Toplantıda Soma işçilerine yoğunluk olarak sorulardan biri de sendika konusu oldu. Kaza sonrası sendikanın neler yaptığı yönündeki soruyu yanıtlayan Yavuz; “ Olayın olduğu gün bile sendika yanımıza gelmedi. Sendikayı şikayet hakkımız yok. Üzerimizde sendikal baskı hep vardı. İşimizden olmamak için attığımız oydan haberimiz bile olmazdı” şeklinde yanıt verdi.
Komite oluşturduk
“Soma sonrası ne değişti?” sorusuna ise Taner Yıldırım“ 5 gün sendika kapısında sabahladık.

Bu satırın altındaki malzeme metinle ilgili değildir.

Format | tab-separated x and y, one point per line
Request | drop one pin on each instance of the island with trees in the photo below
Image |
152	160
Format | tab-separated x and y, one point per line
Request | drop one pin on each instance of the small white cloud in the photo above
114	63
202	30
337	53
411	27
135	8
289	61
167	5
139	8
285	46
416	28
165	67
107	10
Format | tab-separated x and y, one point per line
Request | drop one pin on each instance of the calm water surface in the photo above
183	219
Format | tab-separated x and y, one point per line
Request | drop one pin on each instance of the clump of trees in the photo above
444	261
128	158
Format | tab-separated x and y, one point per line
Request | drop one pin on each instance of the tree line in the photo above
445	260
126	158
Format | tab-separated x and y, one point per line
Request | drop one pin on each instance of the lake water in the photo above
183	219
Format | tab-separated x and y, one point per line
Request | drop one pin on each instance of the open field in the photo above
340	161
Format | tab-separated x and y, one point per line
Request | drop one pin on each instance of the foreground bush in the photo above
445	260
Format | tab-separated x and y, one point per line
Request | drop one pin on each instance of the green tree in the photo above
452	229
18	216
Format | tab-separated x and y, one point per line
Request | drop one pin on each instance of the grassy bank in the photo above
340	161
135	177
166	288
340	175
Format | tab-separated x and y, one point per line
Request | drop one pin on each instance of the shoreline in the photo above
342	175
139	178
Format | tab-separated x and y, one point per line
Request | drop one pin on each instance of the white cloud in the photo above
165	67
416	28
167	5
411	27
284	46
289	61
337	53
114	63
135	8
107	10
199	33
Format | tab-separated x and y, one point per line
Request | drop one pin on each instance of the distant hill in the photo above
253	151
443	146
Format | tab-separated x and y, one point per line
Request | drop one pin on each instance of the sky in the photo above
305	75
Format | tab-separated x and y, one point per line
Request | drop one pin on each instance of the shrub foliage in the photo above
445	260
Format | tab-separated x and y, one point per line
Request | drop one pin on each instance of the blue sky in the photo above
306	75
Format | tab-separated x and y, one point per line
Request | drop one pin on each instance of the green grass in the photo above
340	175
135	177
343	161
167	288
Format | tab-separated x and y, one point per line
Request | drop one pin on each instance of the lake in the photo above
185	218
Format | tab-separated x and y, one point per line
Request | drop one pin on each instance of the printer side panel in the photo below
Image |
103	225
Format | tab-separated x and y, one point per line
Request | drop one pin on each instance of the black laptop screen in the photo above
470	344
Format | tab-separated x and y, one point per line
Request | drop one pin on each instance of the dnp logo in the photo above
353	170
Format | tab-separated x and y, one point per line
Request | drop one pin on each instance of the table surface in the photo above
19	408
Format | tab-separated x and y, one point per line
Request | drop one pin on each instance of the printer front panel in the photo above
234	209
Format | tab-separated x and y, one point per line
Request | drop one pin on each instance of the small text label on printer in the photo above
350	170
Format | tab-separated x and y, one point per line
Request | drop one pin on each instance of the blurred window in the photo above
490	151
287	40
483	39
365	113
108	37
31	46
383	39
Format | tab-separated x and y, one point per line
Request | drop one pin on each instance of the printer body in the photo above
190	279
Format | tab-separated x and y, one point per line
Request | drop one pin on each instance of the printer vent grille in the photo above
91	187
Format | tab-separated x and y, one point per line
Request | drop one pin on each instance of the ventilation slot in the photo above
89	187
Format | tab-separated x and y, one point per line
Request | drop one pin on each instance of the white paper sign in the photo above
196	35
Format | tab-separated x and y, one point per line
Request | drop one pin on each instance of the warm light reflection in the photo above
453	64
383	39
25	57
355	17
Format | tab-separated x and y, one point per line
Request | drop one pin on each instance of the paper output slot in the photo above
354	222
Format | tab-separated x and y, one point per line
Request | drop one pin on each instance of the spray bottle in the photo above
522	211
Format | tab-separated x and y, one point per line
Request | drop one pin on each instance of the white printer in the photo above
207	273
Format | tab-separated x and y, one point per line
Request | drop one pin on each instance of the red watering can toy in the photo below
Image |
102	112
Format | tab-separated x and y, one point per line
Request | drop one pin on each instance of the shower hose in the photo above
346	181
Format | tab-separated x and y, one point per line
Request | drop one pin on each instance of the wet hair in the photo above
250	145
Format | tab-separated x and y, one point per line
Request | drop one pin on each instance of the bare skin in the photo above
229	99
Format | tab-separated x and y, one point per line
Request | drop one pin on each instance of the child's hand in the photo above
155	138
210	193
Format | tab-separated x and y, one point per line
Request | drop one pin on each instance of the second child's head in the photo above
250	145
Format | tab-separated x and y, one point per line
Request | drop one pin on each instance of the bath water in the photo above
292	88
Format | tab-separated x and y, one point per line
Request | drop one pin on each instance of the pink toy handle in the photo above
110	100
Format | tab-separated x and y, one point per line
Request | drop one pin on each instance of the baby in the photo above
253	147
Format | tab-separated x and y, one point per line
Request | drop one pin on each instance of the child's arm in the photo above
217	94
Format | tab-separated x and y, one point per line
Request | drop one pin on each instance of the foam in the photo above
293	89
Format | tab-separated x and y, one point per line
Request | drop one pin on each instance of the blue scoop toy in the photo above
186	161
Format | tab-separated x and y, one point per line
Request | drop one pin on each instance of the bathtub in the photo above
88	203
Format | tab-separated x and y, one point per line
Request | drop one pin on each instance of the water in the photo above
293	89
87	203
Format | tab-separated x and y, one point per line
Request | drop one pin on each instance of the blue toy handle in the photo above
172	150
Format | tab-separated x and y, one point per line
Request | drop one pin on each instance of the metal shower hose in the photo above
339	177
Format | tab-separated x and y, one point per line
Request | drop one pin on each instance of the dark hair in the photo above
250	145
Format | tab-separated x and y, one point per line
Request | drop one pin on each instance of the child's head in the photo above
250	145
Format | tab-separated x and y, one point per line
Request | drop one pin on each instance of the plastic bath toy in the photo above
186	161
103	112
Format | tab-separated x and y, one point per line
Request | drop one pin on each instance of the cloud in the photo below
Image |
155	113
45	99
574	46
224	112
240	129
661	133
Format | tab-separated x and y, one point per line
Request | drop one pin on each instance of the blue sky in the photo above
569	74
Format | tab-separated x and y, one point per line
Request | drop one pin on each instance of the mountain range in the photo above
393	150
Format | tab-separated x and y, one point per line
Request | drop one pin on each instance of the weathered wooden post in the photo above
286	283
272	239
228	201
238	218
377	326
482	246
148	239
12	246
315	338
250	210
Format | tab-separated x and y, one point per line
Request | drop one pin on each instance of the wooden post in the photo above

Enerji bakanlığına taleplerimizi sıraladığımız dilekçemizi verdik. Maden-İş bizi temsil edemez, başımızda görmek istemiyoruz. Komite oluşturuyoruz. Bizim yönettiğimiz, sendikacının işçiden fazla maaş almadığı, haftada 3 gün madene inip sorunlarımızın ve taleplerimizin dinlendiği bir sendikal anlayış oluşturucağız” sözleriyle karşılık verdi.
Toplantı kapanışını Disk Birleşik Metal İş örgütlenme uzmanı Yakup Aslandoğan yaptı. Soma’nın Türkiye’nin en büyük işçi katliamı olduğunu ve unutulmayacağını vurgulayan Aslandoğan, toplantının da yıldönümüne denk geldiği 15-16 Haziran işçi direnişlerini hatırlatarak işçilerin birlikteliğinin ve tarihten getirdiği birikimin önemine, bugün Soma işçileriyle birlikte tüm işkollarından işçilere yüklediği görevlere değindi.